Obs: Até há pouco tempo, os consultores estavam sendo formados juntamente com os normovisuais. Todos os cursos, levantando a bandeira da inclusão, fazem com que as pessoas com deficiência visual frequentem o mesmo curso que os normovisuais. No ano de 2016, eu resolvi dar cursos separados e diferenciados; e depois juntei as turmas. Fui um pouco criticada por isso, mas percebi que isso funciona melhor. Fiz isso em Blumenau no mês de março e o resultado foi muito bom!

3) Comente as maiores dificuldades dessa “indústria editorial? E como é a relação com o PNLD (Programa Nacional do Livro Didático)?

O problema maior são os prazos. São muitos livros para serem áudio-descritos num curto espaço de tempo.

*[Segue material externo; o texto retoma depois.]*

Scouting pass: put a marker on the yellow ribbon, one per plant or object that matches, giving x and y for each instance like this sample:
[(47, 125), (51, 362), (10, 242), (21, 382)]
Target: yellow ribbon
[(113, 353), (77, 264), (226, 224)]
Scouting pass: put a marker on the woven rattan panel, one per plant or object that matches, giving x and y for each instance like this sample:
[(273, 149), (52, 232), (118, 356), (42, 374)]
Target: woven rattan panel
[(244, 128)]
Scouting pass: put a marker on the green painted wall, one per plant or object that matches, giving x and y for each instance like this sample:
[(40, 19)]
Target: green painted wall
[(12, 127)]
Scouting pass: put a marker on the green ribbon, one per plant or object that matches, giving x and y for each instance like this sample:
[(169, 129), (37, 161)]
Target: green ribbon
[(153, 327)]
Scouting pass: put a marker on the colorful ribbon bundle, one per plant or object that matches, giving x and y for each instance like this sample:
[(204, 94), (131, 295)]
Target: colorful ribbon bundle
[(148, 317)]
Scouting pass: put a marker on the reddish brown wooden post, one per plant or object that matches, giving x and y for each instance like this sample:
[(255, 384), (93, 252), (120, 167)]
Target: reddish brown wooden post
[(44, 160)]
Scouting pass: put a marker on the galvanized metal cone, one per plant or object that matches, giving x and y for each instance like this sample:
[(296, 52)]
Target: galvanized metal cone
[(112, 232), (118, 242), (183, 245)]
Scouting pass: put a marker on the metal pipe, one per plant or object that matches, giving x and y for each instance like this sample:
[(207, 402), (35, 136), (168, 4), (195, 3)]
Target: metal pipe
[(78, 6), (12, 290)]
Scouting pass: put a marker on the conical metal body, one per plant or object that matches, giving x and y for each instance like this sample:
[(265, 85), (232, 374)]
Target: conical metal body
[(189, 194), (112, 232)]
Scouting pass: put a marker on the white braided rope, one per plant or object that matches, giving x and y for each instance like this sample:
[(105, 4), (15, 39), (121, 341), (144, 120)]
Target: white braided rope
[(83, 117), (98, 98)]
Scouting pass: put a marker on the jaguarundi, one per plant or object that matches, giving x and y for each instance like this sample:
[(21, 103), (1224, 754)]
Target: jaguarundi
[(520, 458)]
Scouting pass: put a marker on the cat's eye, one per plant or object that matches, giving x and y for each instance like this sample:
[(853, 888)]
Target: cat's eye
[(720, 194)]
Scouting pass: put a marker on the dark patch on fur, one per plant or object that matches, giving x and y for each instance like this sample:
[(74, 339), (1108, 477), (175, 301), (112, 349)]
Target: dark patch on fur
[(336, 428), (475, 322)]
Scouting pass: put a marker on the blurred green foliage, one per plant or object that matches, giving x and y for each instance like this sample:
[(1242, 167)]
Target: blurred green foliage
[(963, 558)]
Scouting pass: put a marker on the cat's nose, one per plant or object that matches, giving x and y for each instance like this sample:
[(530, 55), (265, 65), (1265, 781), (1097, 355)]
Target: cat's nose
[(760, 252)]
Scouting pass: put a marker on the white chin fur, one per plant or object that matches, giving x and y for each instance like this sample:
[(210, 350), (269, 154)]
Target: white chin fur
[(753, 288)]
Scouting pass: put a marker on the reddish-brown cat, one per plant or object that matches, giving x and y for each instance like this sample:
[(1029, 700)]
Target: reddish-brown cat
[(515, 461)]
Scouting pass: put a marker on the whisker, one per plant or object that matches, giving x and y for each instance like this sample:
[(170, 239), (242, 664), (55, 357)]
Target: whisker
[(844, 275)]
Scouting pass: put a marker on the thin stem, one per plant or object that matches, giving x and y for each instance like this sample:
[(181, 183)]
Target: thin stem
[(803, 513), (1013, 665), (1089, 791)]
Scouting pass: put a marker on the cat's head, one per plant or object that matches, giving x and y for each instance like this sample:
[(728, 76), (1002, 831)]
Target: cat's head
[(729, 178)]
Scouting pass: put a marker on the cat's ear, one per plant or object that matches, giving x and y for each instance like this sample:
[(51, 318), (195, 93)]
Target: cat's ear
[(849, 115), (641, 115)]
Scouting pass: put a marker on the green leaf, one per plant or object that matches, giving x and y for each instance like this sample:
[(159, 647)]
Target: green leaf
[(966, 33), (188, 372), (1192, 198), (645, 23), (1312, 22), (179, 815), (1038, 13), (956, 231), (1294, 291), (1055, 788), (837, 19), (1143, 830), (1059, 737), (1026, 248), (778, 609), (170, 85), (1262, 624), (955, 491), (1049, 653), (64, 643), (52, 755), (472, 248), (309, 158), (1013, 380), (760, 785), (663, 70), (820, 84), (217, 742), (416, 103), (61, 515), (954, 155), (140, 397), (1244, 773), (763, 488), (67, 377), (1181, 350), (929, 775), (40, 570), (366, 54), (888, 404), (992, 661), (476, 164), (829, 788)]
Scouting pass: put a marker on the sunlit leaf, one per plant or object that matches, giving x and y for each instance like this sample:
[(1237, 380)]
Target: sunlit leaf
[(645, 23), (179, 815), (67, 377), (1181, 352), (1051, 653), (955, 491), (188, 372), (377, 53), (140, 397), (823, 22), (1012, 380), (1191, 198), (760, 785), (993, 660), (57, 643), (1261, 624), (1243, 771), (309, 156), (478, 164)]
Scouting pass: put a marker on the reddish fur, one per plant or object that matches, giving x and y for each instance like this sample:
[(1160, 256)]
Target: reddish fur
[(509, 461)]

4) Você acha que existe aprofundamento e preocupação com a qualidade teórica e do processo epistemológico quanto o que o aluno vai entender de cada imagem?

A preocupação existe, mas eu acredito que ainda não temos profissionais preparados para atender o mercado.

5) Quais sugestões você teria para que isso tudo melhorasse?

Essa pergunta é muito difícil de responder. Existe um ciclo desde a aprovação do livro didático pelo MEC até a entrega da áudio-descrição, que passa por muitas etapas. Todas com prazos muito curtos. Seria necessário que a ponta de lá pudesse aumentar esses prazos, para que a ponta de cá pudesse trabalhar com mais cuidado e, assim, entregar um material com maior qualidade. E, também, que haja uma fiscalização para que isso seja cumprido.

6) Dizem que o PNLD 2018 será em epub para os alunos deficientes visuais, você acha que isso resolveria os problemas da divulgação dos livros didáticos e o acesso, pois o MECDAISY não é de fato utilizado?

Não tenho como afirmar nada nesse sentido, pois tudo é muito novo. Estamos todos tentando acertar… e o caminho é longo! O Epub está chegando para incluir as pessoas, não importando a deficiência. É um projeto imenso que, lógico, no início terá seus problemas. Ainda é um pouco cedo para julgar.

7) Você acredita que a áudio-descrição facilita o conhecimento do deficiente visual?

A áudio-descrição traz benefícios para as pessoas com dislexia, autismo, déficit de atenção, deficiência visual ou intelectual. Eu acredito que a áudio-descrição é essencial para todos, não só para o conhecimento, mas para o entretenimento, para o entendimento e para poderem viver com autonomia e independência.

Fiz a AD de um casamento na semana passada. Foi engraçado ouvir o relato de pessoas que enxergam, de que elas não viram os detalhes do casamento, porque estavam sentadas no fundo e que deveriam ter usado os fones para ouvir a áudio-descrição. Eram normovisuais que não foram incluídos, porque apesar de terem acesso à AD, não a conheciam… Dá para entender a dimensão da áudio-descrição, que não é só para cegos? Da mesma forma, ouvir o depoimento da noiva cega, dizendo que pode retribuir aos olhares do noivo normovisual na hora da cerimônia… isso era uma coisa impensável antes da áudio-descrição.

A áudio-descrição veio para devolver a vida normal para as pessoas cegas, mas isso somente acontecerá se ela for realizada de forma empoderativa, com respeito ao poder cognitivo delas.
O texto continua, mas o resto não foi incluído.